What you can do: If you have a history of anorexia or bulimia, bring it to the attention of your doctor or a therapist. There are treatment programs that have proven successful in getting eating disorders under control, and this is important so you can protect your bones for the future. Also, be sure to drink calcium and vitamin D-fortified milk, and take a cal-mag-D supplement to keep your bones and teeth strong.
Low levels of estrogen are typically responsible for missed periods or a cycle that starts and stops. Unfortunately, low estrogen contributes directly to bone loss, so women who aren't regular may find their bones are irregular too. Low estrogen can be caused by an eating disorder, overexercising, or polycystic ovary disease (PCOS).
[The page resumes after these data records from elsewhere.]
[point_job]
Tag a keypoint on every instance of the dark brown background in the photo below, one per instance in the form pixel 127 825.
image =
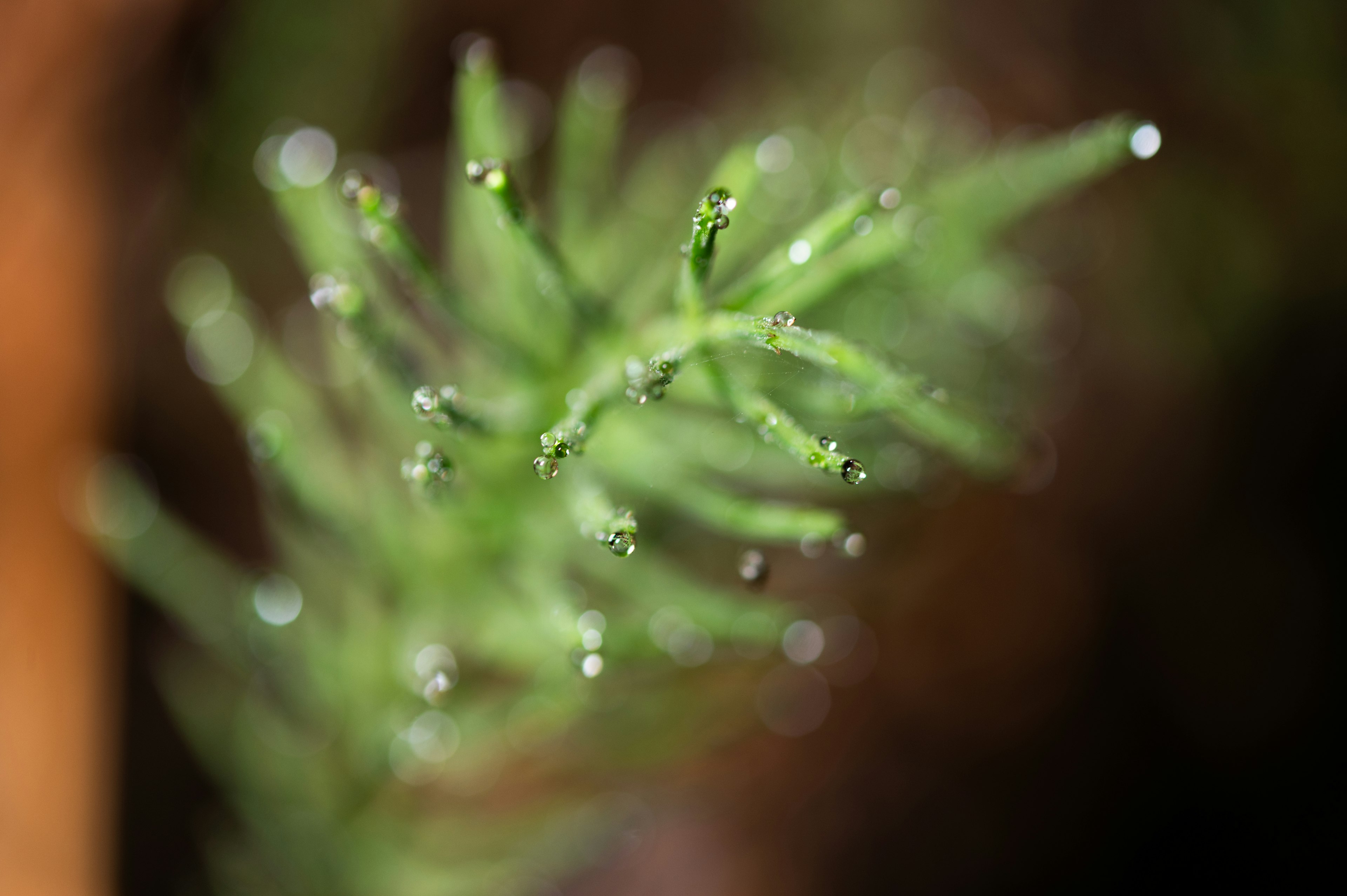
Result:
pixel 1132 681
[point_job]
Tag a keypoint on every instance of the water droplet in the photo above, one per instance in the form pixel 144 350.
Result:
pixel 935 394
pixel 592 622
pixel 592 666
pixel 437 689
pixel 278 600
pixel 440 468
pixel 308 157
pixel 852 471
pixel 1145 141
pixel 753 568
pixel 352 184
pixel 622 544
pixel 775 154
pixel 554 445
pixel 803 642
pixel 425 403
pixel 813 546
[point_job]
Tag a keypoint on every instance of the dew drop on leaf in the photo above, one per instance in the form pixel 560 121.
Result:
pixel 753 568
pixel 622 544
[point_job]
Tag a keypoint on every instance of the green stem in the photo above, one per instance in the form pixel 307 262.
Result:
pixel 802 252
pixel 909 398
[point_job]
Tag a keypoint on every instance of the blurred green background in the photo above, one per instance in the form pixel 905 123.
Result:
pixel 1128 680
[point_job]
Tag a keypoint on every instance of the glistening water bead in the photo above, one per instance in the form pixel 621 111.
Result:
pixel 622 544
pixel 554 445
pixel 753 568
pixel 425 403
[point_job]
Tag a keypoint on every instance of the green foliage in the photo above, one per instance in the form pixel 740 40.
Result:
pixel 440 685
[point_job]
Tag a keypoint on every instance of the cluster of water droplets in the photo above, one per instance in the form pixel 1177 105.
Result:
pixel 337 294
pixel 852 469
pixel 438 406
pixel 592 624
pixel 622 538
pixel 372 203
pixel 488 173
pixel 753 568
pixel 429 471
pixel 647 382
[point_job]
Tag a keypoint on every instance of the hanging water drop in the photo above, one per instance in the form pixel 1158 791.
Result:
pixel 852 471
pixel 441 471
pixel 622 544
pixel 753 568
pixel 425 403
pixel 554 445
pixel 437 688
pixel 352 182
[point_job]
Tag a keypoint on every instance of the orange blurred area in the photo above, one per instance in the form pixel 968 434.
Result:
pixel 60 620
pixel 1132 670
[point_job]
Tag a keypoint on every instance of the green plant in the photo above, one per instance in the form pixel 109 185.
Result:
pixel 438 686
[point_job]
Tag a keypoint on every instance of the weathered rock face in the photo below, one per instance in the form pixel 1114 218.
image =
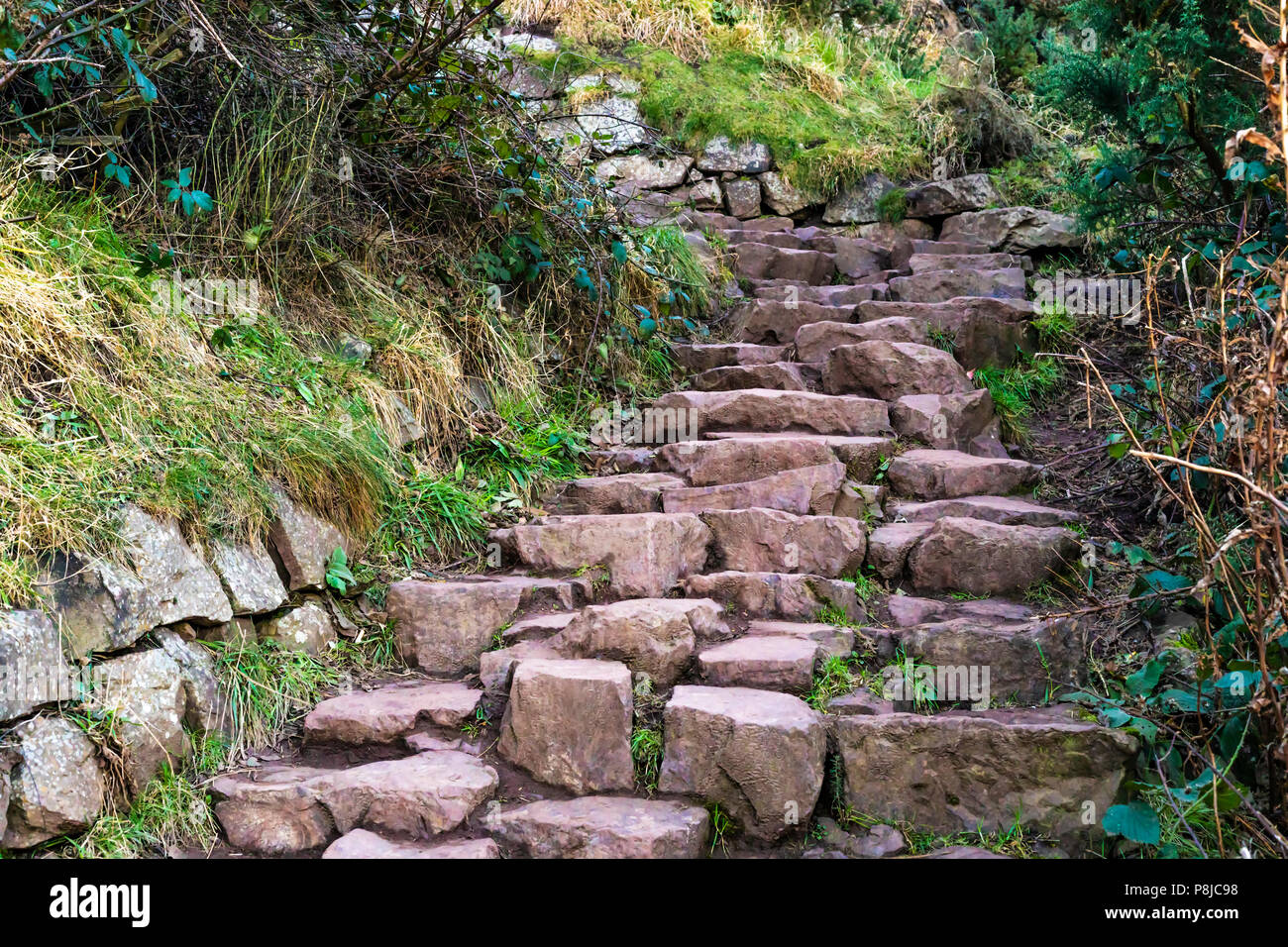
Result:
pixel 1024 661
pixel 756 753
pixel 308 629
pixel 390 712
pixel 56 785
pixel 656 637
pixel 1014 230
pixel 645 553
pixel 944 421
pixel 304 544
pixel 761 410
pixel 360 843
pixel 33 669
pixel 420 795
pixel 809 489
pixel 249 577
pixel 647 171
pixel 768 663
pixel 146 693
pixel 926 474
pixel 745 158
pixel 445 626
pixel 568 723
pixel 890 369
pixel 760 540
pixel 815 341
pixel 952 196
pixel 858 204
pixel 603 827
pixel 987 558
pixel 777 595
pixel 969 772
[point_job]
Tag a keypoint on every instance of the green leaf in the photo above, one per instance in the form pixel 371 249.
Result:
pixel 1134 822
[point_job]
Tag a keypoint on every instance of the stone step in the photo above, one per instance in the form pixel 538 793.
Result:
pixel 780 376
pixel 777 595
pixel 767 663
pixel 990 560
pixel 922 263
pixel 768 411
pixel 763 262
pixel 290 809
pixel 949 421
pixel 390 712
pixel 601 827
pixel 789 291
pixel 644 554
pixel 984 771
pixel 761 540
pixel 759 754
pixel 815 341
pixel 1008 510
pixel 655 637
pixel 809 489
pixel 634 492
pixel 568 723
pixel 362 844
pixel 992 663
pixel 982 331
pixel 706 356
pixel 889 369
pixel 443 626
pixel 861 455
pixel 928 474
pixel 941 285
pixel 774 322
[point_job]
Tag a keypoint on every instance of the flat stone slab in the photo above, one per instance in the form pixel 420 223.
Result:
pixel 768 663
pixel 570 723
pixel 390 712
pixel 926 474
pixel 966 772
pixel 362 844
pixel 764 410
pixel 603 827
pixel 756 753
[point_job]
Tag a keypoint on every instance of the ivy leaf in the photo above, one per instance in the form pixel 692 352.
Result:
pixel 1134 822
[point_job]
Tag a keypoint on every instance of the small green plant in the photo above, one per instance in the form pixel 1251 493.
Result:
pixel 647 753
pixel 338 575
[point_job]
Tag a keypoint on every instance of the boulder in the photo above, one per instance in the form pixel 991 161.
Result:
pixel 420 795
pixel 890 369
pixel 308 629
pixel 146 696
pixel 760 540
pixel 656 637
pixel 390 712
pixel 926 474
pixel 249 577
pixel 759 754
pixel 1016 230
pixel 721 155
pixel 988 558
pixel 360 843
pixel 971 774
pixel 568 723
pixel 303 543
pixel 645 554
pixel 952 196
pixel 56 785
pixel 33 668
pixel 603 827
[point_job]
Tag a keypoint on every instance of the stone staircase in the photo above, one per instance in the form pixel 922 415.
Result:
pixel 698 583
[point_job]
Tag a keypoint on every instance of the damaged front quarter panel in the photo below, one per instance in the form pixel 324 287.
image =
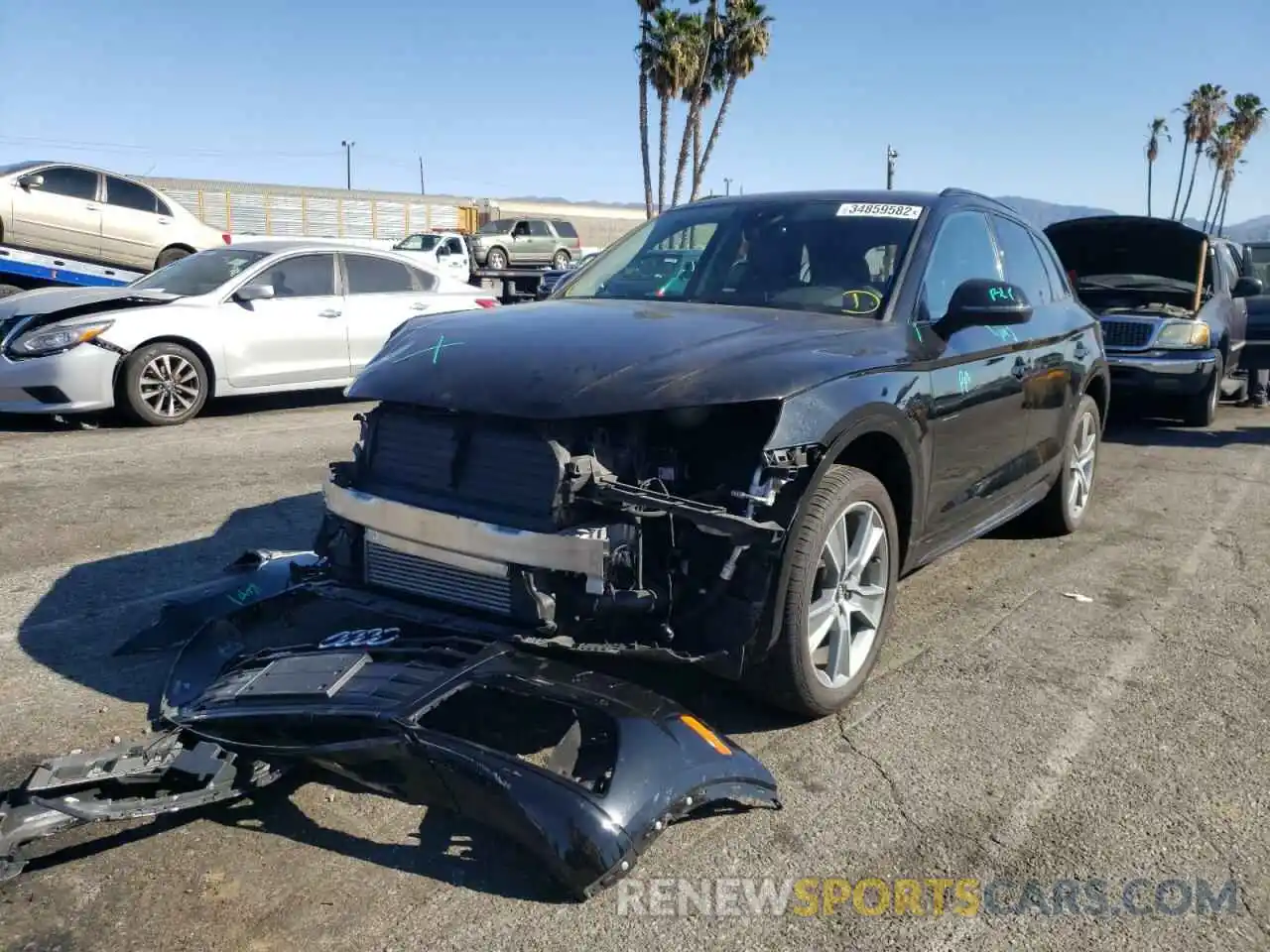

What you can do: If your periods are irregular and you're not underweight, talk to your doctor. You may have a hormone-related condition such as polycystic ovary disease (PCOS), which is easily treatable. Your doctor may put you on low-dose birth control pills, for example, which is an easy fix for irregular periods and the hormonal disruptions that may be behind them.
Family history is a major indicator that your bones are weakening. If you come from a family where the older adults have a history of fractures, poor posture, or loss of height, chances are your family members had osteoporosis, whether or not it was ever diagnosed. And if they had it, it's likely you do too.
What you can do: Compile a family health history by talking to your parents, grandparents, and anyone else privy to family information. If you had relatives who suffered from osteoporosis, tell your doctor. If you're younger and your doctor has been resisting requests for a bone scan, this information will aid you in your quest, as doctors take family history seriously.
Just one of these risk factors makes it more likely your bones are thinning. If all three are true for you, there's a good chance your bones are at risk for fracture.
But African-American women also have reason to be concerned. A recent study showed that low bone mass is much more common than once believed in all ethnic groups, including African-Americans.
If you're 60, 70, or beyond, pay even more attention. Bone-thinning risk increases with age; osteoporosis experts estimate that after the age of 75, 90 percent of women will suffer a fracture.
What you can do: You can't change any of the racial, gender, or age factors that make you who you are. But knowing which risk category you fall into can help you be more aware of the state of your bones and advocate for yourself with your doctor. If you're over age 50 and tests show that your bones are weakening, your doctor may prescribe a biphosphonate drug or estrogen replacement therapy to build your bone strength.